The Victims Of Low-Interest Locusts

@DavidCayJ
The Victims Of Low-Interest Locusts

 

Another financial crisis looms for U.S. taxpayers, a disaster likely to create even worse human misery than the mortgage fiasco that some of us warned about years before the Wall Street meltdown in 2008.

The crisis next time: collapsing investment incomes for older Americans as artificially reduced interest rates force them to use up their savings and drive more pension plans into failure.

Eviscerating the interest income of savers is the undeniable result of a long-running Federal Reserve policy to reduce interest rates, especially since December 2008. The Fed reiterated on Aug. 1 that it plans to keep interest rates low through late 2014. It says this helps to promote stronger economic growth and bring down the jobless rate.

As in the mortgage crisis, you can see this disaster building by examining the official data.

At the broadest level, 53 percent of taxpayers earned interest in 2000. But by 2010 just 39 percent did, my analysis of Internal Revenue Service data shows, while high-interest debt has become ubiquitous.

From 2000 to 2010 total interest earned by savers fell 53 percent in real terms, a decline of $134 billion. Average interest earned per taxpayer, measured in 2010 dollars, plummeted from $1,950 to $825.

A drop of $1,125 per taxpayer may not seem like much, especially since the average income reported on 2010 tax returns was more than $56,000. But look at who relies on interest to make ends meet and the problem comes into focus.

Americans overall received just 1.5 percent of their income from interest payments in 2010. But among those with tiny incomes – the 37 million taxpayers making less than $15,000 – interest accounted for 9.3 percent of their money.

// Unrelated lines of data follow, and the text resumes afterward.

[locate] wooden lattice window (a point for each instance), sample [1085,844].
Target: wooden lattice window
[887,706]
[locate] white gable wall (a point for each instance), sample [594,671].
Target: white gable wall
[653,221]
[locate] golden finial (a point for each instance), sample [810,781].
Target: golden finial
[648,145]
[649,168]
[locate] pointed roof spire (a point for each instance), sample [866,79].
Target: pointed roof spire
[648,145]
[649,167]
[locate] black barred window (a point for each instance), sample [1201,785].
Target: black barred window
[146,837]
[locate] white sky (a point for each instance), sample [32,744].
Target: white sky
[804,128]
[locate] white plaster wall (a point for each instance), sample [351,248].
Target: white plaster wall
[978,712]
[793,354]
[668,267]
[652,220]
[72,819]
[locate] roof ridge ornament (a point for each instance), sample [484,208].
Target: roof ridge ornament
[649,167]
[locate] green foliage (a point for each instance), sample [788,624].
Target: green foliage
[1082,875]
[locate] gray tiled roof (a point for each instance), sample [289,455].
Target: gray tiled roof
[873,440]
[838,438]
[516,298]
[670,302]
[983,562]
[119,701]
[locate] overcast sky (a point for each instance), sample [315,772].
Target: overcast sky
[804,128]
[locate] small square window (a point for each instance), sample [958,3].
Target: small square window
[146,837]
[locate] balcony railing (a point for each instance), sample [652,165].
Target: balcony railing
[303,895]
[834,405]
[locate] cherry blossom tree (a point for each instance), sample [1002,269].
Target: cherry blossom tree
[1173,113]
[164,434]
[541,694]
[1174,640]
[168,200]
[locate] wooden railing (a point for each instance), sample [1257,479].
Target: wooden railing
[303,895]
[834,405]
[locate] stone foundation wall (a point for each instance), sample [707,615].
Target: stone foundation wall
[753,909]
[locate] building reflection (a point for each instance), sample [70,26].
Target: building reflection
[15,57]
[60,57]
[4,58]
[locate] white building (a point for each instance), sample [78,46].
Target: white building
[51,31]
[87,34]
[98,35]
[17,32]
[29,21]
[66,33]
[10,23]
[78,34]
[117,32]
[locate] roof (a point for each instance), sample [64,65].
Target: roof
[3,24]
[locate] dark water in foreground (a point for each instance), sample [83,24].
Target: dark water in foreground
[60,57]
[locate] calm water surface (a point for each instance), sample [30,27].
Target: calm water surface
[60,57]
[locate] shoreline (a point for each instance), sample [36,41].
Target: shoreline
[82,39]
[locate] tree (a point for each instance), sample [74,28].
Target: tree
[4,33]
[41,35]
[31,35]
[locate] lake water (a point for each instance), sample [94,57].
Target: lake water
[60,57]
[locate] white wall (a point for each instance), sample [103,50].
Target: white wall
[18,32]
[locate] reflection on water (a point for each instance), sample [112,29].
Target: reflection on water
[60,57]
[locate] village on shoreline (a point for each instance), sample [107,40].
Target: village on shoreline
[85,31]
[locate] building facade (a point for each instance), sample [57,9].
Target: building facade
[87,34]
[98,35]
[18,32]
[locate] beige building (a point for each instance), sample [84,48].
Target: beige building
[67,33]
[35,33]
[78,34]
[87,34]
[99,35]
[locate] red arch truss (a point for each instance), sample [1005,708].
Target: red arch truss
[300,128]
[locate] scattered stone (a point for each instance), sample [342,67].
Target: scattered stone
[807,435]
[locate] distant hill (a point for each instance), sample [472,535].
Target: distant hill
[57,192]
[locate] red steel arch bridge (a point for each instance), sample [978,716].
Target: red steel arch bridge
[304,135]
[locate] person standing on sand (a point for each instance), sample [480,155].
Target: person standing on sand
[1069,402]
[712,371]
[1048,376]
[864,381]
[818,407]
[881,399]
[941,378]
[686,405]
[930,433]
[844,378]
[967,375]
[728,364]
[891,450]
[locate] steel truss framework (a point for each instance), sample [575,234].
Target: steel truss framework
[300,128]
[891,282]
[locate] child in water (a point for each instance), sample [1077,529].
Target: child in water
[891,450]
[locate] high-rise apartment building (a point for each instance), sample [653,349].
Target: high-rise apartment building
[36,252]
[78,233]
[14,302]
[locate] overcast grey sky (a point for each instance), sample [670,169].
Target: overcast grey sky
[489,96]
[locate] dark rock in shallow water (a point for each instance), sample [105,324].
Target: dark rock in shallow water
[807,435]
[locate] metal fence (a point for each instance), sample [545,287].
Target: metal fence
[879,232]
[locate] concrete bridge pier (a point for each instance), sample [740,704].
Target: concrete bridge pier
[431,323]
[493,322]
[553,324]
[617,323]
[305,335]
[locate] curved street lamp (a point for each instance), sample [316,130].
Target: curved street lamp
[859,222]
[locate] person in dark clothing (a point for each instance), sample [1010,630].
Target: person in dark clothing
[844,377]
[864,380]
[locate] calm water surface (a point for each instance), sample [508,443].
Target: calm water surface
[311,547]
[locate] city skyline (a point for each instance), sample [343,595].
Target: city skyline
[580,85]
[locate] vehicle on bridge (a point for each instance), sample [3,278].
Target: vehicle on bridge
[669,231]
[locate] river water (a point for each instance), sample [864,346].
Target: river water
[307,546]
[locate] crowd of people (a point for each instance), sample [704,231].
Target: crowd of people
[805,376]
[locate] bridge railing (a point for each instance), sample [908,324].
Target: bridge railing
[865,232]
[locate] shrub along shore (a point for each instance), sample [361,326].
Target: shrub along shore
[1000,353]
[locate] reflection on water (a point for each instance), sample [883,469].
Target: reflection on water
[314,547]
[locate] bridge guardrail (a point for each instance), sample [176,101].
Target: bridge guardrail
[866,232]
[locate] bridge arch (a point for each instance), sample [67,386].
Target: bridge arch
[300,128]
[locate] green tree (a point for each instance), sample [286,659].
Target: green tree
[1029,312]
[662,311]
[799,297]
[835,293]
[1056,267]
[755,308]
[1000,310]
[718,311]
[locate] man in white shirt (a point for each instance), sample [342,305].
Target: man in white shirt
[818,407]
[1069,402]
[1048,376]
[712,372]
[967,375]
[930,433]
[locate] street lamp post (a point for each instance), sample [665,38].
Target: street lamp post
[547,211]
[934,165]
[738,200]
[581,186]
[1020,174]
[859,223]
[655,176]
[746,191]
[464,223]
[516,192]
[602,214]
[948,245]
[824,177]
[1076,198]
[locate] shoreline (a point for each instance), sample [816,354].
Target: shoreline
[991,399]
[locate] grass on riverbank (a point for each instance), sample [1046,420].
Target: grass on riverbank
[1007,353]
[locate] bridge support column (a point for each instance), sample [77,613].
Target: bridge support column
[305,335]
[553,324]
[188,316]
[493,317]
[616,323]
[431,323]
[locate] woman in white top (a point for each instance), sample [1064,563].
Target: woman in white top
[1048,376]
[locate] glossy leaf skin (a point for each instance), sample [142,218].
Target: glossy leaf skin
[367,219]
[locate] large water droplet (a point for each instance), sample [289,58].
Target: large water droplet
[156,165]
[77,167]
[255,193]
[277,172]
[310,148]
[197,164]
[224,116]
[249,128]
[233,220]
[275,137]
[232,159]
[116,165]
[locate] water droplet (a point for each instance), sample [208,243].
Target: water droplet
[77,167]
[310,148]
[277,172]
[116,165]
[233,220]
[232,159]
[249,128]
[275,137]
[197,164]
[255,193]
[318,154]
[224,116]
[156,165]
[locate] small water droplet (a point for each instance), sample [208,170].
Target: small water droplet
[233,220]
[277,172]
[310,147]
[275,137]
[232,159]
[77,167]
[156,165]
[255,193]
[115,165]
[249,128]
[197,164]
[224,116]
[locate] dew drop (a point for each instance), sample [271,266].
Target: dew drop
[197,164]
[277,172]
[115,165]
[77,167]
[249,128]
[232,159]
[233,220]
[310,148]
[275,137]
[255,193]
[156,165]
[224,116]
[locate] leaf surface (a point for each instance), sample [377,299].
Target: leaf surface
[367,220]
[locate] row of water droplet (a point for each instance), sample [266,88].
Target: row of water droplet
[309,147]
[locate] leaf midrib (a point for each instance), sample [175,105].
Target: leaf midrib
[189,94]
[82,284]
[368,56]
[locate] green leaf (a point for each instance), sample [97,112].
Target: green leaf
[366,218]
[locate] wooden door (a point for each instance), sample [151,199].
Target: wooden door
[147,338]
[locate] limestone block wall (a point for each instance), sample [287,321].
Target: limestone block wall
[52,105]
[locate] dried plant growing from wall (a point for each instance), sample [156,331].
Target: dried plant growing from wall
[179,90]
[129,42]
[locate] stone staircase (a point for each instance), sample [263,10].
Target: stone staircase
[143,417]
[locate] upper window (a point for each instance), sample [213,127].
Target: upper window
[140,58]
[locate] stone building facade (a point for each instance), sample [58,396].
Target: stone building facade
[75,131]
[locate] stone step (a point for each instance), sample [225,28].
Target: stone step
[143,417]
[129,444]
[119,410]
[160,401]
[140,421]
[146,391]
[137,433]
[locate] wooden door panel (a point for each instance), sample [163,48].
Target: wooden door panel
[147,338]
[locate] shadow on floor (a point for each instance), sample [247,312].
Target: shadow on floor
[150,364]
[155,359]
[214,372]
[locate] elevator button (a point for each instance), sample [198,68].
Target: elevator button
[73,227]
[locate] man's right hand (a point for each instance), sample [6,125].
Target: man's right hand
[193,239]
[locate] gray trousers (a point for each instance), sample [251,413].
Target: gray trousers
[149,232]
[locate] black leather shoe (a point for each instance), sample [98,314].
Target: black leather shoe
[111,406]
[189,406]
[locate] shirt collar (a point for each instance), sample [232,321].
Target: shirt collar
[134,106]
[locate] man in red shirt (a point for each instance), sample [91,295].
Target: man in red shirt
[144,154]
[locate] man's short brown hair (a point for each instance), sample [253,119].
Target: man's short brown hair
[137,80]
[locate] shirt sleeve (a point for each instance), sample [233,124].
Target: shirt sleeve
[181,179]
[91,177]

More than three-fourths of these low-income Americans reported no interest income. This means that the minority who saved relied heavily on the interest their savings earned. IRS and other government data show that minority consists mostly of older Americans who saved during their working years, prudently spending less than they earned so they could avoid poverty in their golden years.

The low interest rates paid on savings and bonds are not the result of market forces, but official policy. As readers here know, I favor competitive markets to set most prices, including interest rates.

The Fed has been suppressing interest rates for more than a decade – a major factor in the housing bubble that began in the mid-1990s. The bubble was obvious in official data by 2002 as housing prices grew much faster than incomes, a trend that could not be sustained. But those of us who pointed this out were ignored. Alan Greenspan famously claims no one saw it coming, which is true if you suffer willful blindness.

Since December 2008, just three months after the Wall Street meltdown, the Fed has kept the federal funds rate at zero to 0.25 percent. The other interest rate the Fed controls, for money it loans directly to banks, is being maintained at three quarters of one percent. These, in turn, tend to lower other interest rates.

This Fed policy props up the Too Big to Fail Banks, which pay next to nothing to borrow from the Fed and then use that borrowed money to buy federal debt paying 3 percent or so. Any bank with a 3 percent spread should report healthy profits. The built-in mismatch between taxes and spending in Washington guarantees plenty more federal debt, no matter who gets elected to the White House and Congress, for years to come.

Cheap interest also benefits credit-worthy individuals and companies, who can use cheap loans to scoop up assets that collapsed in value after the 2008 Wall Street meltdown. This is a subtle mechanism for concentrating wealth among the best off.

For savers, the reverse alchemy of low interest rates turns gold into dross.

As interest income falls, older savers start cutting into their nest eggs. Millions of older Americans relying on interest income will, thanks to the Fed, run out of savings before they run out of time, a prescription for another taxpayer bailout, though this time one with a stronger moral case than rescuing the fortunes of profligate bankers and those who foolishly invested in the companies they run.

Expect more pension plans to fail, too, because their once robust interest income has shriveled thanks to the Fed’s low-interest policy, a subject I’ll examine in my next column. About 44 million Americans have earned a pension, 1.5 million of them in plans that already have failed, according to the U.S. government’s Pension Benefit Guaranty Corp.

One effect of the Fed’s low-interest policies can be seen in all those mid-day television ads encouraging older Americans to take out reverse mortgages on their homes, as people desperate for enough money to put food on the table consume the equity in their homes. I say desperate because only someone desperate to survive would accept the stiff interest charges and fees in these reverse mortgage deals.

In the next few years expect news reports, like those I read as a boy a half century ago, about old ladies buying cat food not for a pet, but to get a little protein for dinner.

Holding down interest rates to prop up banks and the economy and help the already rich buy assets on the cheap, amounts to an official policy to take from the ants who saved for their old age and give to the Wall Street grasshoppers. Given the economic devastation this causes, it is more accurate to say to give to the financial locusts.